Hi,
Our Client is looking for AI/ML Engineer for New York, NY. If you are looking for a job change, please let me know.
Job Title: Principal AI/ML Engineer – Generative AI, Agentic AI & Contact Center Intelligence
Location: New York, NY
Job Type: Full-time
Job Summary
We are hiring a Principal AI/ML Engineer to lead hands-on development and scaling of next-generation AI solutions for contact centers. This senior individual contributor role focuses on building production-grade Generative AI and Agentic AI applications integrated with contact center intelligence. With 8+ years in AI/ML (heavy emphasis on NLP and conversational systems) and recent 2+ years delivering GenAI/Agentic AI in production, you will design, implement, optimize, and deploy autonomous agents that reason, plan, use tools, and handle complex customer journeys autonomously or in collaboration with human agents.
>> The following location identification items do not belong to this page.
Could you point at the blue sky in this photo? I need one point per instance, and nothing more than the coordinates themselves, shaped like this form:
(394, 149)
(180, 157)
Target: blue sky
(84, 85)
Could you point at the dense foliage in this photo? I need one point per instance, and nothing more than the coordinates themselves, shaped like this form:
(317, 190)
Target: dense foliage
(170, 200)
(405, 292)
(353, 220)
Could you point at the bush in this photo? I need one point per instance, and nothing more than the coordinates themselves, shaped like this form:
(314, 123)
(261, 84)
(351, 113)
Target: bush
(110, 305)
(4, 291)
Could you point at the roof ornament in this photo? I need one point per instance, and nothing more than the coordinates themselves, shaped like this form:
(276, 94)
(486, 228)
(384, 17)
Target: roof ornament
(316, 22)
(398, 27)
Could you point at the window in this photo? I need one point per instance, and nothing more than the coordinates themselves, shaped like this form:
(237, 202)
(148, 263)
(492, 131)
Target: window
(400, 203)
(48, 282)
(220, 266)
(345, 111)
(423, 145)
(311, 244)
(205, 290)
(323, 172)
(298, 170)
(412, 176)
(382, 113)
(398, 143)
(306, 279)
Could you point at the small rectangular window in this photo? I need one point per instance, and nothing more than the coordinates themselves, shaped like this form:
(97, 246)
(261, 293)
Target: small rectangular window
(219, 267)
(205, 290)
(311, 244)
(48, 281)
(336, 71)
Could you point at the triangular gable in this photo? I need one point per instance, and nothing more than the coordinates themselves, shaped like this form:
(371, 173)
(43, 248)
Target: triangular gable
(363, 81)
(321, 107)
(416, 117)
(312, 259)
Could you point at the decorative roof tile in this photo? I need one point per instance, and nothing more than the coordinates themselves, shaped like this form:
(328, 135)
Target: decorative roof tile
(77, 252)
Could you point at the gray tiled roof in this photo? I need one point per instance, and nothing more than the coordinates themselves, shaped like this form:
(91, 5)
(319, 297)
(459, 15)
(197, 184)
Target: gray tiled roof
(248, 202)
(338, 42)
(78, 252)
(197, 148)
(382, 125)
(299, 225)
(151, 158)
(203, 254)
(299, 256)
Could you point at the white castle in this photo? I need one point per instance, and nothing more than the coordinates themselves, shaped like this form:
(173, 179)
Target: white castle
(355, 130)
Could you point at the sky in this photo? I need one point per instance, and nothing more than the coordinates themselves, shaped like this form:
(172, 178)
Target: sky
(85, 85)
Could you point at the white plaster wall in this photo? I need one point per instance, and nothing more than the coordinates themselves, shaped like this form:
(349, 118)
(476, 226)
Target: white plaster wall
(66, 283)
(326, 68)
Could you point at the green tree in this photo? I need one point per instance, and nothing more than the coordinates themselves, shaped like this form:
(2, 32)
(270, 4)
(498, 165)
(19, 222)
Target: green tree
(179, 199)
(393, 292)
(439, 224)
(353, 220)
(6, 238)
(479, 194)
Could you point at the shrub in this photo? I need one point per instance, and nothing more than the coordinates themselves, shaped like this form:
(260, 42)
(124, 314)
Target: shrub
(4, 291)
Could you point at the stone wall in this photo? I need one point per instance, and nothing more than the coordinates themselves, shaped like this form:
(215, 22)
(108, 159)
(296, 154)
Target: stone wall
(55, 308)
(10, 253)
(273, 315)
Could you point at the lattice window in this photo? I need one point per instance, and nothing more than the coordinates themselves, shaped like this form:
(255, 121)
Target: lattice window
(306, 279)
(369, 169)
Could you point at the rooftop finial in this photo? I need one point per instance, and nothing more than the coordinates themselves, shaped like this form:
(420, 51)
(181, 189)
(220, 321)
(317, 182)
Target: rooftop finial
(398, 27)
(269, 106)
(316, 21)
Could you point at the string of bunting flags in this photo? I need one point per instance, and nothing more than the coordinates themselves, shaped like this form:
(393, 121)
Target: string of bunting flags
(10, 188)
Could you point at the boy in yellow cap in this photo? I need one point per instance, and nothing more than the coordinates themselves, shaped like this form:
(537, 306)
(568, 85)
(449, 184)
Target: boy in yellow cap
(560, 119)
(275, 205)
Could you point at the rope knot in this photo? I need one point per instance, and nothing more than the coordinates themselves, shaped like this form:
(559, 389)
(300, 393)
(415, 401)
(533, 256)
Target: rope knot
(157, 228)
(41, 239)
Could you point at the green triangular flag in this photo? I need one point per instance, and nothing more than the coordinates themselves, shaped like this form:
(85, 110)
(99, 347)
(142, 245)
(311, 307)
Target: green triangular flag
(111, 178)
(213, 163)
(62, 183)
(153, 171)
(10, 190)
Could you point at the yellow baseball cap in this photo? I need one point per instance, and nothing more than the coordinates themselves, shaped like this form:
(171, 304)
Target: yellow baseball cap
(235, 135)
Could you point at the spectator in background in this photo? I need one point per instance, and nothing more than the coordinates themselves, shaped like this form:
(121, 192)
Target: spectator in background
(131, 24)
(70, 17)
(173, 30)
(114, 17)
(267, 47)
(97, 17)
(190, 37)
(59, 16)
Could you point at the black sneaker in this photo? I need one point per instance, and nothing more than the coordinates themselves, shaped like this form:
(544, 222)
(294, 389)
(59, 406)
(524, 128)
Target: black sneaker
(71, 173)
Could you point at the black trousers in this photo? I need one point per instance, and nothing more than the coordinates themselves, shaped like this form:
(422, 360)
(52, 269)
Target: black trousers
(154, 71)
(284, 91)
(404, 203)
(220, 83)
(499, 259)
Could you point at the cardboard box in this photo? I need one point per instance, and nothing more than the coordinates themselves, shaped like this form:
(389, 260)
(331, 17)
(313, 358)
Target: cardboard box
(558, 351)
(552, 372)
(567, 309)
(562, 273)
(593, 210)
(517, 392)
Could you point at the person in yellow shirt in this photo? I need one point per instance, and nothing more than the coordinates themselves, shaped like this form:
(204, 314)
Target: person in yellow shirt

You will work extensively on major cloud platforms (AWS, Azure, Google Cloud) to deliver scalable, secure, compliant solutions that improve containment, CSAT, FCR, and operational efficiency.
Key Responsibilities
• Hands-on design, development, and deployment of Agentic AI systems for contact centers, including multi-agent orchestration, reasoning chains (ReAct, Plan-and-Execute), tool calling (APIs, CRM, knowledge bases), memory management (short-term/long-term), and self-correction mechanisms.
• Integrate Generative AI (LLMs such as GPT-series, Claude, Llama, Gemini, or fine-tuned open models) into contact center workflows for real-time response generation, conversation summarization, agent assist/coaching, dynamic intent resolution, personalized scripting, and post-call analysis.
• Build and enhance NLP-powered contact center intelligence features: advanced intent classification, entity extraction, sentiment/emotion detection, dialogue management, multilingual support, and voice/text multimodal pipelines using ASR/TTS (e.g., Whisper, Google Speech, Azure Cognitive Services).
• Leverage cloud-native services for end-to-end solutions:
• AWS: Bedrock, SageMaker, Amazon Connect + Lex/Q, Lambda for agent logic.
• Azure: Azure OpenAI, AI Bot Service, Cognitive Services, Azure Machine Learning.
• Google Cloud: Vertex AI, Dialogflow CX, Contact Center AI Insights, Gemini models.
• Own full lifecycle of AI projects: data preparation, model selection/fine-tuning/prompt engineering, RAG implementation, agent framework integration (LangChain, LangGraph, LlamaIndex, CrewAI, AutoGen, Semantic Kernel), evaluation (human-in-loop, automated metrics), MLOps (CI/CD, monitoring with PrometheGrafana, drift detection), and production scaling.
• Optimize for contact center KPIs: increase automation rates, reduce handle time, improve first-contact resolution, and enable proactive/anticipatory interactions via agentic workflows.
• Collaborate with cross-functional teams (product, engineering, contact center ops, compliance) to translate business requirements into robust, production-ready AI capabilities.
• Stay ahead of GenAI/Agentic AI advancements; prototype emerging techniques and contribute to internal thought leadership (e.g., tech blogs, internal demos).
Required Qualifications
• 15+ years of professional experience in AI/ML engineering, with 10+ years specializing in NLP and conversational AI systems (chatbots, voice agents, IVR/NLU).
• At least 2+ years of deep, hands-on production experience building and deploying Generative AI and Agentic AI solutions (autonomous agents, multi-agent systems, tool integration, reasoning/planning, memory orchestration).
• Proven expertise in Contact Center Intelligence: production deployments on major cloud providers (AWS, Azure, or Google Cloud) using platforms like Amazon Connect/Lex, Google CCA/Dialogflow, Azure Bot Service/OpenAI, or equivalent CCaaS integrations.
• Strong proficiency in:
• Python and ML frameworks (PyTorch, TensorFlow, Hugging Face Transformers).
• Agentic frameworks (LangChain/LangGraph, LlamaIndex, CrewAI, AutoGen).
• Advanced NLP/GenAI techniques (prompt engineering, fine-tuning/PEFT, RAG, embeddings/vector DBs like Pinecone/Weaviate, evaluation frameworks).
• Voice AI pipelines (ASR, TTS, NLU for spoken dialogue).
• Demonstrated impact delivering measurable improvements in contact center metrics through AI (e.g., 30%+ containment lift, CSAT gains).
• Experience with MLOps tools (MLflow, Kubeflow, SageMaker Pipelines) and cloud infrastructure (Docker, Kubernetes, serverless).